Mortgage borrowers who stick with their existing loan when their initial fixed-rate deal comes to an end could be in for a shock, a financial information website is warning.
Analysis from Moneyfacts has found that borrowers who took out a two-year fixed rate mortgage two years ago, at an average rate of 2.31%, may now find themselves reverting to a standard variable rate (SVR) that is more than double what their initial fixed rate was.
Depending on individual circumstances, this could add hundreds of pounds to someone’s monthly mortgage bill, adding up to thousands of pounds per year, Moneyfacts.co.uk warned.
Borrowers tend to end up on their lender’s SVR when the period for the rate they initially took out comes to an end.
Explaining the huge rate jump some borrowers may see, Darren Cook, a finance specialist at Moneyfacts, said that two years ago the mortgage market was experiencing an aggressive drop in rates.
He said: “Borrowers who took advantage of this increased competition between lenders at the time could now see a difference of 2.59% between their previous fixed rate and the current average SVR (4.9%).”

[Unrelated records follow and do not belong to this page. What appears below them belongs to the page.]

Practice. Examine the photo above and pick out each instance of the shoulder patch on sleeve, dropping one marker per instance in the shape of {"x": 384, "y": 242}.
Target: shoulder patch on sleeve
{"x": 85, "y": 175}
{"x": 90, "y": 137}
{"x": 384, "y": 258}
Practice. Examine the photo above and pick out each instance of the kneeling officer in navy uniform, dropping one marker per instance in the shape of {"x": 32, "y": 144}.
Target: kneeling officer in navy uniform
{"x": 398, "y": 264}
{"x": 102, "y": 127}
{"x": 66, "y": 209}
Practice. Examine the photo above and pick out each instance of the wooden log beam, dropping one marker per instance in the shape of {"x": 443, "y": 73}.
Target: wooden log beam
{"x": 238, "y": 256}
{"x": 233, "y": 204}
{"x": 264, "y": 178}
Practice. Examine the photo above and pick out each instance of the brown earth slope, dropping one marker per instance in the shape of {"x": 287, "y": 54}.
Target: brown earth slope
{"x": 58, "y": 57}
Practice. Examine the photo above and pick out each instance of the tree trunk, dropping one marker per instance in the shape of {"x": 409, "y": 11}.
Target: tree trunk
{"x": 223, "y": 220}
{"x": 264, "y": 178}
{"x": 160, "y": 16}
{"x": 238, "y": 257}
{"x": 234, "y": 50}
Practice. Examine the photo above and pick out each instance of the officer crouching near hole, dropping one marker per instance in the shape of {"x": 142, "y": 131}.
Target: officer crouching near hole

Mr Cook said that, based on someone paying off a £200,000 mortgage over 25 years: “Borrowers may be shocked to find that their monthly repayments could increase by £279.34 a month or £3,352.08 a year on average if they settle for their provider’s SVR.”
Mr Cook said customers facing such a jump in their costs are likely to be motivated to re-mortgage.
He said that while the current two-year fixed rate at 2.53% is now higher than it was two years ago, this is still 2.37 percentage points below the current average SVR.
Mr Cook continued: “Faced with such a big jump in monthly repayments, it clearly pays for borrowers to shop around and re-mortgage once their initial rate has come to an end.
“However, re-mortgage customers must consider all aspects of the mortgage to ensure they are getting the best deal for them.”